Tuesday 2 August 2011

Something rather strange and sad happened to me today. Since my promotion kicked in, I now have an enforced work at home day each week. In theory, this is a time to read manuscripts away from all the distractions my colleagues (who are both lovely and chatty) present. When it's as hot as today, it seems in practice to consist of my staring out of the window and wishing I were in France. The upshot of this (and a ridiculous amount of 'ooh, there's my fridge, I should eat some more cheese') is that I went out in Finsbury Park not wearing enough clothes. As a young(ish) woman in Finsbury park, generally a short skirt means that all your vegetables from the shop are free, but also that all the men in scary restaurant A will cheer when you go past, all the men pouring out of potentially BNP pub B will go silent and stare at you until you feel like you might as well be completely naked and at least four vans will beep. Honestly, if you're feeling unattractive, and you're under 40, come and give it a go - you'll leave with a smile, but potentially also mere metres ahead of a sexually frustrated throng.

Anyway, so I went to try out an intriguing Tagine place that I've lived next to for three years and never quite gone to (was ok - but very pre-made indeed, and suspect he microwaved it in the Tagine pot to reheat), sat outside, and carried on reading my manuscript (god bless the kindle and the boyfriend who bought it for me). About ten minutes later, a man appeared on the other side of the restaurant railing. He was white, about 50-60, oddly twitchy and something about him was just a bit off. He hailed me with the words, 'Are you...ENGLISH?' I admitted that yes, I was, and he launched into a story beginning with his brain damage after a piece of grain found its way into his eye (he was a builder). I couldn't hear all of it because of the traffic (I explained he couldn't join me owing to the manuscript/work/because I'm a bit worried you'd pull a knife and somehow you seem like you have a basement I'd never want to visit, so he was shouting over lorries), however the upshot was he wanted to learn to read. He asked if I could help him and I said no. I said no because he was a bit scary, and because some lady on a bus had given him an organisation to google. But after he slumped away, I felt awful. Yes, he was a bit weird, but he could have been telling the truth and isn't it horrible that I felt so unable to even consider giving him the help he wanted? A few years ago, I might have done it, but now all I could see was basement/knife/he keeps using my name in every sentence (oddly disconcerting when said in a very gentle way over lorries). So, well, I don't know what I should have done. Wouldn't have hurt me to sit with him over coffee in a public place for goodness sake.

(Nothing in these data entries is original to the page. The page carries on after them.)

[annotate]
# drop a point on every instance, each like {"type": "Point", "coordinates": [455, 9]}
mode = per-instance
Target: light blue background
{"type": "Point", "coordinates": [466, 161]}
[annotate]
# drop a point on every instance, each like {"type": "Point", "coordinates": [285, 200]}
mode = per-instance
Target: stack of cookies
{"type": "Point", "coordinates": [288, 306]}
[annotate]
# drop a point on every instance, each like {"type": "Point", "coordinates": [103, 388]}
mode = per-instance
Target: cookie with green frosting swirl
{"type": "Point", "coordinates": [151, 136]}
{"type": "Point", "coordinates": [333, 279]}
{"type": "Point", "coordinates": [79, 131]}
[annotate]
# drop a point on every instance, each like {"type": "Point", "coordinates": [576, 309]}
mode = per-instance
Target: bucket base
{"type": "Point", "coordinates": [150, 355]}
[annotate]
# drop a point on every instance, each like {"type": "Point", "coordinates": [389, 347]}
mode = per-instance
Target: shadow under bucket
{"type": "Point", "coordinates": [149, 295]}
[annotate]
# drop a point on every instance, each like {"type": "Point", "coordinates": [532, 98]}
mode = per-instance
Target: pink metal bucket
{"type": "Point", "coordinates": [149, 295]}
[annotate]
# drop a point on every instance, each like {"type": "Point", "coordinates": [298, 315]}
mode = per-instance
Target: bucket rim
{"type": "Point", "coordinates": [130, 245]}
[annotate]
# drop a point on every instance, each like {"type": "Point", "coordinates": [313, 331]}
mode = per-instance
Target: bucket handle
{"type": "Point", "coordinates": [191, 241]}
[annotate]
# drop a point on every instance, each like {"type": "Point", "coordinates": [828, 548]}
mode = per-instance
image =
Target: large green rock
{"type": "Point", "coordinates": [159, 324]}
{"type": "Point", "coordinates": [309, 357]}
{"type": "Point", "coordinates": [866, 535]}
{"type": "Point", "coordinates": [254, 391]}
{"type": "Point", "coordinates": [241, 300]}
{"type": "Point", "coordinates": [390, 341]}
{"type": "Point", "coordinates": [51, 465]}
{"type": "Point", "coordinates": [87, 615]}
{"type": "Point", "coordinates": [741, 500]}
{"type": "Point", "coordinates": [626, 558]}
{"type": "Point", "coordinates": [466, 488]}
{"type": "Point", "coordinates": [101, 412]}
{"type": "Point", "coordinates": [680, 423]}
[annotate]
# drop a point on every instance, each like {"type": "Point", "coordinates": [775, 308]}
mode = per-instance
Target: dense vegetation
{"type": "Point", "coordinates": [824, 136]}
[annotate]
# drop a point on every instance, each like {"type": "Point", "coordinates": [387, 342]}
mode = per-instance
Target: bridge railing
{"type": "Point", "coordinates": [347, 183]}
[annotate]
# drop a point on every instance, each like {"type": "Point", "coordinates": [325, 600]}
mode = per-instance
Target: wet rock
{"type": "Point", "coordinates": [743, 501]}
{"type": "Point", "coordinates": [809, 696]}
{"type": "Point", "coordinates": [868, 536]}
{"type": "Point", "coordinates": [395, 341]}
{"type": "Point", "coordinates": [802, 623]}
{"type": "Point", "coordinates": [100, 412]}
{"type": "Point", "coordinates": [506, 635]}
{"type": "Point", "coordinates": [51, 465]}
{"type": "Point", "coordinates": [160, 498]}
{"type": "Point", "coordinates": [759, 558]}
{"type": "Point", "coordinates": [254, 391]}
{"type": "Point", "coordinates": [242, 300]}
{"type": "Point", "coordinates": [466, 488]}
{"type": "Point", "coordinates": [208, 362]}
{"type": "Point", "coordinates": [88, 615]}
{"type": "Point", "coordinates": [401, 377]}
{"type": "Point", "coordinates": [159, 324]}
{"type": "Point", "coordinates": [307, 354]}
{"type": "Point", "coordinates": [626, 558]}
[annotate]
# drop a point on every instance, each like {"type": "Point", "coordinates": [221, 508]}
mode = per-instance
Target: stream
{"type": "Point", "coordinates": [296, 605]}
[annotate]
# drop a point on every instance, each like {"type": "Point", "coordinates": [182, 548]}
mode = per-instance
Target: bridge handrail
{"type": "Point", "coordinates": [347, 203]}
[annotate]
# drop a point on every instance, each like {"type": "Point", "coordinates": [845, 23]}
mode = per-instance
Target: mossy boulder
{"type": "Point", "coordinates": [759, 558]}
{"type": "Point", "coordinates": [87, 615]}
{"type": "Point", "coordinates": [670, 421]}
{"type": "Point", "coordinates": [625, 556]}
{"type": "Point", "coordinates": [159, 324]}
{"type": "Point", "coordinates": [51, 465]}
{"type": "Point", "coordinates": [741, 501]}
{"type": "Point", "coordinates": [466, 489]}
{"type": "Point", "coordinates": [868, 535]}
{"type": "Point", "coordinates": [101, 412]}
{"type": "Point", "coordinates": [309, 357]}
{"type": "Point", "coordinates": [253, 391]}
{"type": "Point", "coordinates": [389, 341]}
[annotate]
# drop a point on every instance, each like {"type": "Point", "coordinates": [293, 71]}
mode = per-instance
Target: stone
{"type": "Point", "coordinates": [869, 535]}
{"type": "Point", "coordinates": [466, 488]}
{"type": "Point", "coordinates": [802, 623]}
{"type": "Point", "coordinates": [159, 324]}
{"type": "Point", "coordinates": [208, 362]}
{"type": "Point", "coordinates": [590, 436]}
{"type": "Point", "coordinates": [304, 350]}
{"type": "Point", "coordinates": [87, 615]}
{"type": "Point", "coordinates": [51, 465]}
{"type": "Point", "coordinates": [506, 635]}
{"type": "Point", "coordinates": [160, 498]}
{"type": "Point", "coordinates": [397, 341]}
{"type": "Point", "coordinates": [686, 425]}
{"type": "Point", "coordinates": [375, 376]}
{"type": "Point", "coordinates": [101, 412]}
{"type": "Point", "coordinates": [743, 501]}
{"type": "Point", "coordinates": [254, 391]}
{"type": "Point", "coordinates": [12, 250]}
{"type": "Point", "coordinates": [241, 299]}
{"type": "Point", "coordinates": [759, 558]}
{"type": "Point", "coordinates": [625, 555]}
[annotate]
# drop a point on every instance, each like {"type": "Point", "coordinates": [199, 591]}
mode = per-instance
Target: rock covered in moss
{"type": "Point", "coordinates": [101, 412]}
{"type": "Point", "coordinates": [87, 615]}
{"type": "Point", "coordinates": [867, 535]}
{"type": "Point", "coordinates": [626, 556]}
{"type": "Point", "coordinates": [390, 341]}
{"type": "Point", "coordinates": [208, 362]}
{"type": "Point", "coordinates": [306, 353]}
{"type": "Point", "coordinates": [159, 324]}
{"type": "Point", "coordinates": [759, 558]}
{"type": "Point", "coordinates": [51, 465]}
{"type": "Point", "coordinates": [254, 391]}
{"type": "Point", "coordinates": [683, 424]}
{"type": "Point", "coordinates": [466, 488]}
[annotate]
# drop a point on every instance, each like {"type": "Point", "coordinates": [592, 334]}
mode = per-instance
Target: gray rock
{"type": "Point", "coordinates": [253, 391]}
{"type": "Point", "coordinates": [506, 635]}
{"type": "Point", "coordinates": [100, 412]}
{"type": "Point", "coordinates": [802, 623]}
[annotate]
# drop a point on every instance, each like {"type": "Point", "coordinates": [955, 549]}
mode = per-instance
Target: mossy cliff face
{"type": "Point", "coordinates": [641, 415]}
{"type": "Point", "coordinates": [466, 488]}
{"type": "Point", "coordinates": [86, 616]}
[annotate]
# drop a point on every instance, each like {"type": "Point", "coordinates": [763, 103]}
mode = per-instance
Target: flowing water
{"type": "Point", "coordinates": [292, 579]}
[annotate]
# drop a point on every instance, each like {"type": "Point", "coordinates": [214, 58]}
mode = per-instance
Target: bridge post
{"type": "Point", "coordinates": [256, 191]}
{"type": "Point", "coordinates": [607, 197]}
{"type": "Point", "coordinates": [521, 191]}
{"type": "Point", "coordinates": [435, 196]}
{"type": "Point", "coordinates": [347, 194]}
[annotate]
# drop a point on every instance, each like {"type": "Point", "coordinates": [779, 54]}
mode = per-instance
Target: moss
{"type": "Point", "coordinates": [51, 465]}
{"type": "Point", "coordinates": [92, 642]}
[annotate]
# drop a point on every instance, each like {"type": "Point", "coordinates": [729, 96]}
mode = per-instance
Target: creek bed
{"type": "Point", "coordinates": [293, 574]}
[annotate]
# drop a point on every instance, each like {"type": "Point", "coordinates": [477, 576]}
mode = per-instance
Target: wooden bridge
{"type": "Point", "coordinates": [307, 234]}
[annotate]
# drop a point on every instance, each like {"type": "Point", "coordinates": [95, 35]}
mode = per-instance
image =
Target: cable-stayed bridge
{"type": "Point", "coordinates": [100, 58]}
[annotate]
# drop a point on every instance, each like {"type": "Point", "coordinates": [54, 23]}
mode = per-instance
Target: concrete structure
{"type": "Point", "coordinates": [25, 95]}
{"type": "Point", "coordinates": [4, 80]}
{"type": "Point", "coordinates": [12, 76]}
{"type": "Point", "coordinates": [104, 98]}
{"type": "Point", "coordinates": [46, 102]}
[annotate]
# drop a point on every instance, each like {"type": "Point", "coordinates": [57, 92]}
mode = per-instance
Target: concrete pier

I felt a bit better because he came back and asked a lot of involved (and extremely strange) questions about my Kindle, which allowed me to put him more safely in the "definitely strange, potentially mad" box which is so comforting to all us normal people. The thing is, after he'd gone for the second time, I realised (I think) what was going on - he was lonely. As simple and horrible as that - he was reduced to creating conversations out of nothing for some human contact. I get a bit wittery after a day of working at home alone - I dread to think what would happen after a month. London is a lonely, mad place for those without friends.